A deep dive to understanding the most common executable files and how they work on your system.
Let's talk executable files. This is a very broad topic as there are several types of executable files. The definition of "Executable Files" basically boils down to a file that tells a computer to preform a series of actions. These types of files are typically machine code, byte code, or somehow encoded for machine use.
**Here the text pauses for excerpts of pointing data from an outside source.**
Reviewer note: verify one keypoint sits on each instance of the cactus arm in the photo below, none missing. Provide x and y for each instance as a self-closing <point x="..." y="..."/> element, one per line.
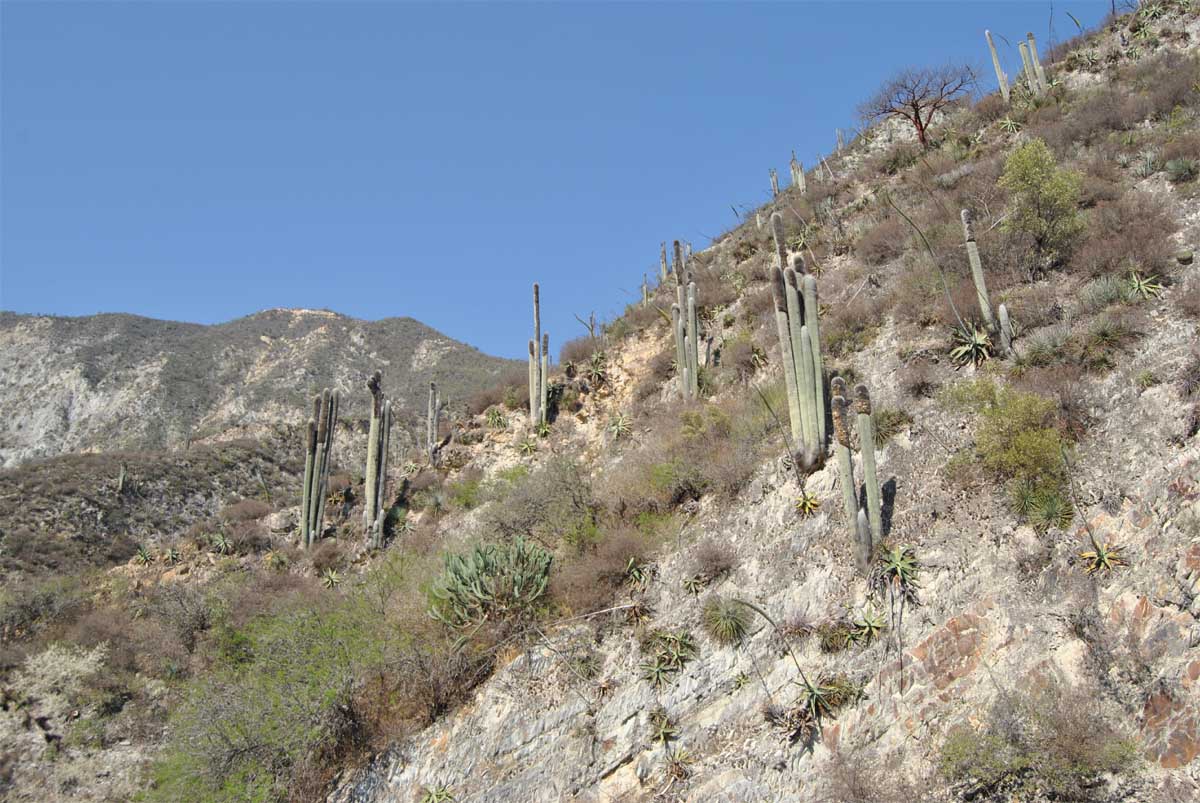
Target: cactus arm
<point x="811" y="319"/>
<point x="785" y="345"/>
<point x="545" y="372"/>
<point x="870" y="472"/>
<point x="693" y="343"/>
<point x="840" y="411"/>
<point x="681" y="360"/>
<point x="1001" y="78"/>
<point x="803" y="370"/>
<point x="977" y="271"/>
<point x="306" y="491"/>
<point x="371" y="472"/>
Each machine type executes some executables differently depending on various factors.
According to Wikipedia - "An executable or binary, causes a computer "to perform indicated tasks according to encoded instructions", as opposed to a data file that must be interpreted (parsed) by a program to be meaningful."
The format of an executable depends mainly on the system ABI. Think of the ABI as a bridge between the program being executed and the kernel / OS API. I'm not gonna bore you with the deep details of how OSes work, but instead will keep this part of the post at a high level discussion. A point of clarity, notice I haven't said "program". This is to avoid confusion. Some people consider scripts as programs. Python "programs" themselves are not actually executable, they are interpreted by the Python program and executed by the Python program. This get's most people into a debate on what a program is. Is a Bash script a program? Is C++ source code a program? You can see where I'm going here, and where things get sticky, so we are just going to side step this part of the debate and focus on "executable files" and not semantics of what makes up programs.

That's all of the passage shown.